Keyboard handling on X11 host systems
VirtualBox handles keyboard input rather differently to most X11 applications, because guest operating systems expect to read key numbers from a physical keyboard, which tell it about the key position on the keyboard rather than the symbol on the key. For instance, "," on a US keyboard and "ъ" on a Russian keyboard produce the same number, and the operating system has no way, without being told, of knowing which of the two layouts is being used. (You are quite likely familiar with setting the keyboard layout on your physical system unless you are from the US. The same thing applies to virtual systems.)

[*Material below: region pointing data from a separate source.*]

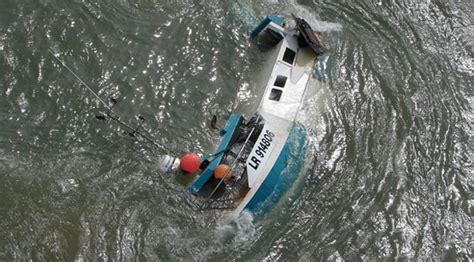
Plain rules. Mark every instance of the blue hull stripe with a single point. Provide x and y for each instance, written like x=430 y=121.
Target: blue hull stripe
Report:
x=283 y=174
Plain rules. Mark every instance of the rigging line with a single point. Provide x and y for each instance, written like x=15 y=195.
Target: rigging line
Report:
x=110 y=113
x=80 y=80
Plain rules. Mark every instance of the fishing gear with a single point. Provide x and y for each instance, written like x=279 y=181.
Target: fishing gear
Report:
x=109 y=113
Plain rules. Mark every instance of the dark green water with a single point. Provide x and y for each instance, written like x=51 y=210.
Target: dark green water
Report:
x=391 y=124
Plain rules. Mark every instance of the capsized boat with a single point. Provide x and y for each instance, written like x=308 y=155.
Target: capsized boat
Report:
x=260 y=157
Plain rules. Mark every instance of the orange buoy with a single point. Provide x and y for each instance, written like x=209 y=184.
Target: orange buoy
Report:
x=190 y=162
x=223 y=172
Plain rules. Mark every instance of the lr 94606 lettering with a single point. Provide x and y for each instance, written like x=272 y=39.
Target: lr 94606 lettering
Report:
x=261 y=150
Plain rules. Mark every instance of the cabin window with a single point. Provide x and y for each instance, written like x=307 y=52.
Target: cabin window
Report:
x=280 y=81
x=275 y=94
x=289 y=56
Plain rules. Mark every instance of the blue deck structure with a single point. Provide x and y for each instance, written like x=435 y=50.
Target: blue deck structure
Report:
x=227 y=134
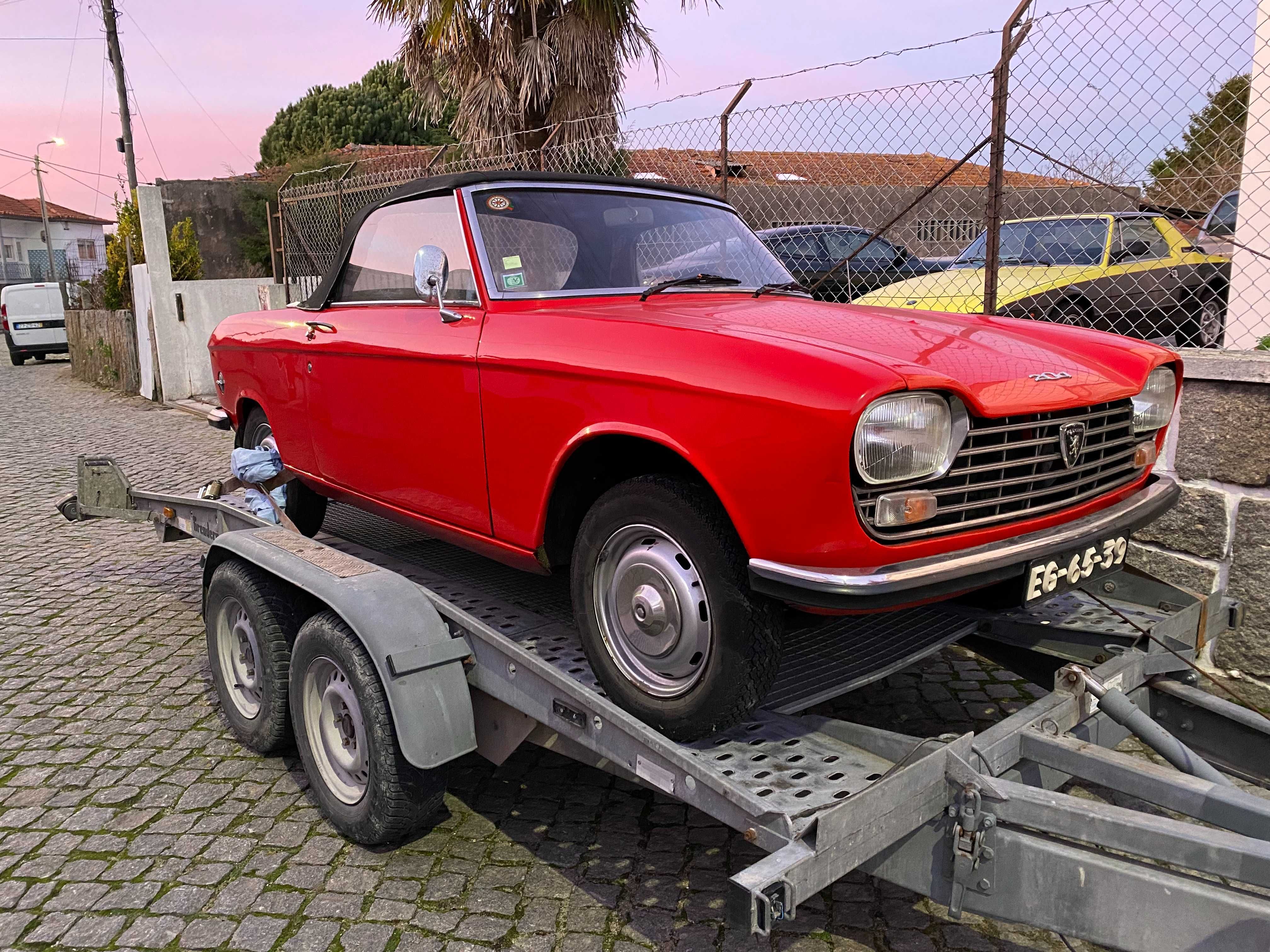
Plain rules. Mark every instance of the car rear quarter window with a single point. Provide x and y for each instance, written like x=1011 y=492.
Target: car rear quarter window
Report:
x=1133 y=230
x=381 y=263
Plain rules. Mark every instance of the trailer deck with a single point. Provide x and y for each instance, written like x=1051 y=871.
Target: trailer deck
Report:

VirtualBox does not normally look at the key symbols of key events which it receives from the host operating system at all (there is code in there to look at them, but that is mainly legacy code which we have not yet got rid of; we may even have done that by the time you read this). Instead, it looks at the key code, which corresponds to the actual physical key which was pressed. It uses a function of the X server called XKB to find out which key on a PC keyboard the number corresponds to, and pretends to the guest that that key on the simulated virtual keyboard was pressed. So when you hold down shift and press "A", the guest sees the numbers for "shift pressed", "A pressed" (the actual number depends on where on your particular keyboard the letter A is located), "A released" and "shift released". It does not get a number corresponding to capital A, and if the layout in the guest is not set up correctly (e.g. you have a French keyboard but the guest thinks it is a US one), software in the guest will usually see a capital "Q". In fact, if you have the layout set up correctly in the guest but wrongly on the host, applications in the guest will normally actually get the right letters and symbols.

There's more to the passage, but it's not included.